The first day that I went through the four steps for creating a moment of truth, I found myself sobbing.  It went like this:

Step 1:  Start with your daily dose of nothing

As usual, I spent my fifteen minutes taking in the sights and sounds of the neighborhood.  I looked at the timer three times before it finally went off.  While I enjoyed the break, I was ready for the alarm to sound so I could continue the tasks of the evening.

Step 2:  Ask and answer these questions:

What am I feeling?  I kind of wish I had spent those fifteen minutes accomplishing something.

What hurts?  I hate that the days are so short that doing something for myself feels like a waste of time.

What is the painful story I’m telling?  I’m wasting my life working for a paycheck, and just surviving from one day to the next.

Is my painful story working?  Yes, I am tricking myself into thinking that my life is being used against my will.

Can I think of another story that might work better?  The things I choose to do matter.  Even if I am doing something I’m not thrilled about, I make other people happy by making them laugh, or treating them right.  Look at what a good life Barney had while he was just hanging around with me.  He was such a good dog, and I made sure he knew it every day he was with me . . . .
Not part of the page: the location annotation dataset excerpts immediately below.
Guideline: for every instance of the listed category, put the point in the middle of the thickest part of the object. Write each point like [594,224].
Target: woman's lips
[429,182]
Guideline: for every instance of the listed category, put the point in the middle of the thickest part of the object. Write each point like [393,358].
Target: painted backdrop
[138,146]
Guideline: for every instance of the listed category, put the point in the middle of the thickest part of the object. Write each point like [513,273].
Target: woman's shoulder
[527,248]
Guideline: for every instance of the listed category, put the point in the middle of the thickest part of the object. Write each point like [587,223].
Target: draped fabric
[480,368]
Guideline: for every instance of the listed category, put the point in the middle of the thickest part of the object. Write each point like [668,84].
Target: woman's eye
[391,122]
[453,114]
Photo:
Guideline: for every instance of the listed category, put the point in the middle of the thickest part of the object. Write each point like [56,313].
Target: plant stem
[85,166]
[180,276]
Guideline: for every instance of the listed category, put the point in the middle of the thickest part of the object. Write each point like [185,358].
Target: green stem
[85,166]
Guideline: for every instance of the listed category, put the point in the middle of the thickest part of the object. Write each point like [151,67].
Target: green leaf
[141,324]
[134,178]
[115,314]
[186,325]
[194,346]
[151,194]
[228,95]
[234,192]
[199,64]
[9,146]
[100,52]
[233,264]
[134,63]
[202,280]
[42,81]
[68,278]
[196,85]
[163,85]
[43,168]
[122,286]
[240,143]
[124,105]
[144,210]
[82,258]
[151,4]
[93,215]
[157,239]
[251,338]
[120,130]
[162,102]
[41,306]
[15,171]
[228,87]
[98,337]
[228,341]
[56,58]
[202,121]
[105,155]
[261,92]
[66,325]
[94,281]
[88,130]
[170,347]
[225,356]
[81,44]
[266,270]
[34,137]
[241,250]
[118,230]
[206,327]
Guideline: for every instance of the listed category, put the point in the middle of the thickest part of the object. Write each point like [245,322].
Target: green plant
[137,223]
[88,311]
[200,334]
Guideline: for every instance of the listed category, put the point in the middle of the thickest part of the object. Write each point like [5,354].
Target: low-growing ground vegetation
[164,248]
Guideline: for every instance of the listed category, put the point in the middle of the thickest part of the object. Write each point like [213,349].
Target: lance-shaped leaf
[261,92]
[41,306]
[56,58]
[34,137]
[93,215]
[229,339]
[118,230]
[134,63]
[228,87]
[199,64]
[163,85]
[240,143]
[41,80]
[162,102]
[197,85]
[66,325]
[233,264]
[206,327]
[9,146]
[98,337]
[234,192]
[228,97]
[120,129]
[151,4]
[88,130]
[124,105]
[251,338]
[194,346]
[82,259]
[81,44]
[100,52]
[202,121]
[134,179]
 . . . and that’s when the sobbing started.

The exposure of this lie I had been telling myself — the truth — set me free.  I may not be able to choose to stop working for a paycheck, but I can choose how I affect the people around me.  And in liberating that reality, the grief for the recent loss of my dog surfaced unexpectedly.
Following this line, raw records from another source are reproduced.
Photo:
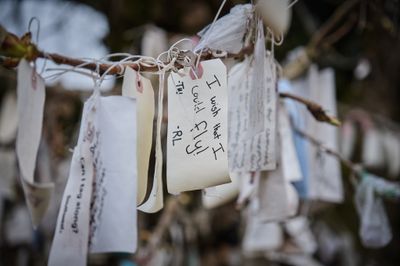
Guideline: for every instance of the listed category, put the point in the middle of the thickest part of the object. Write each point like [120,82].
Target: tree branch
[315,109]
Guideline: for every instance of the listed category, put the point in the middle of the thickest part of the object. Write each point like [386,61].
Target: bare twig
[315,109]
[352,166]
[339,14]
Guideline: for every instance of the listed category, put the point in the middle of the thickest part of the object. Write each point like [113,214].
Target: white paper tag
[347,139]
[266,205]
[325,176]
[154,203]
[260,88]
[113,222]
[18,229]
[8,118]
[30,102]
[258,152]
[247,186]
[98,211]
[136,86]
[290,162]
[71,236]
[372,149]
[8,171]
[197,129]
[219,195]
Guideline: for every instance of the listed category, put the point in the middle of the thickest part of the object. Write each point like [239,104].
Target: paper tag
[216,196]
[266,204]
[325,176]
[247,186]
[290,162]
[144,94]
[98,210]
[17,228]
[8,171]
[258,152]
[113,222]
[155,201]
[8,118]
[347,139]
[259,89]
[30,102]
[71,236]
[372,149]
[197,129]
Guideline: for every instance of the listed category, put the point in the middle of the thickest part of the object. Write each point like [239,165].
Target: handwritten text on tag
[197,129]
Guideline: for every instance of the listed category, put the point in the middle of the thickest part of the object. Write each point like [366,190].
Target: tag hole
[196,72]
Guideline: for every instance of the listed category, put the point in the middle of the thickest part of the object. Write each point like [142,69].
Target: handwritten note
[197,129]
[70,243]
[30,103]
[249,151]
[140,88]
[98,210]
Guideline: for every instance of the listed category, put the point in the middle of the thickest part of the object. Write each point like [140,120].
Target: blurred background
[363,51]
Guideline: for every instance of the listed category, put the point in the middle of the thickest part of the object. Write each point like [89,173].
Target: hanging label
[70,243]
[98,210]
[260,87]
[259,151]
[113,222]
[325,177]
[137,86]
[155,201]
[290,162]
[30,102]
[265,203]
[197,129]
[8,118]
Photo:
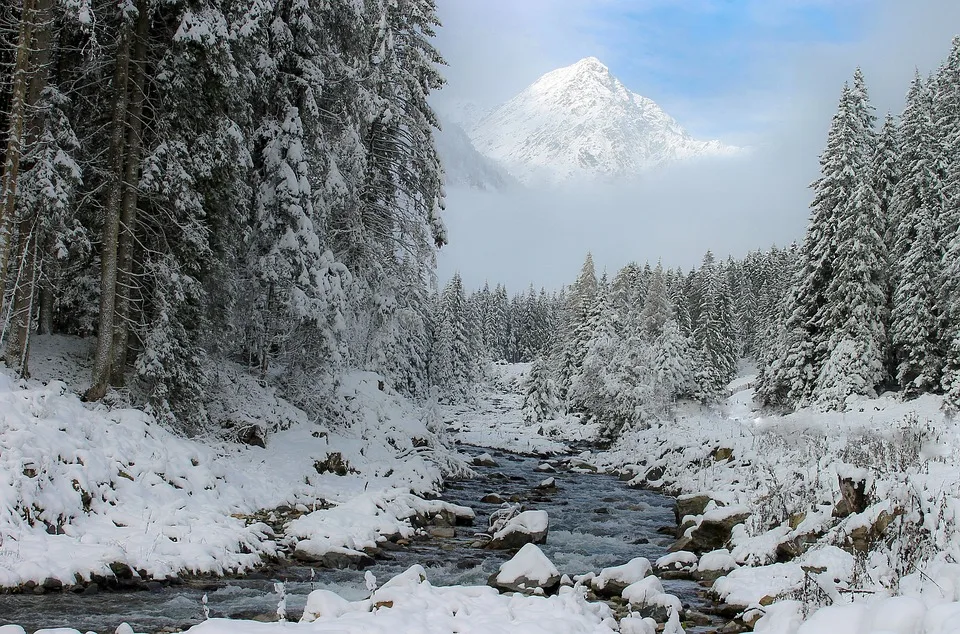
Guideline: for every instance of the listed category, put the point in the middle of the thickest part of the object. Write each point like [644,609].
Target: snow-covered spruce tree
[832,265]
[674,361]
[540,401]
[401,194]
[453,362]
[657,308]
[857,296]
[914,328]
[887,169]
[946,110]
[713,334]
[581,302]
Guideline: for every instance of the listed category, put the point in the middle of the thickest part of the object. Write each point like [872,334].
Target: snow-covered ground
[493,418]
[87,491]
[851,518]
[883,560]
Step 3:  Offer compassion to your inner lying scumbag.  

May you be well.  May you be happy.  May you find peace.

..~~*~~..

The thermometer is dropping and I have taken to wrapping myself in a scarf and blanket, and sitting on the front step with a cup of tea.  Eventually I become awkwardly aware that a smile has settled on my face.  I quite like it, and instead of setting the timer to make sure I fulfill my fifteen minute session, I now set it so that I don’t forget to stop.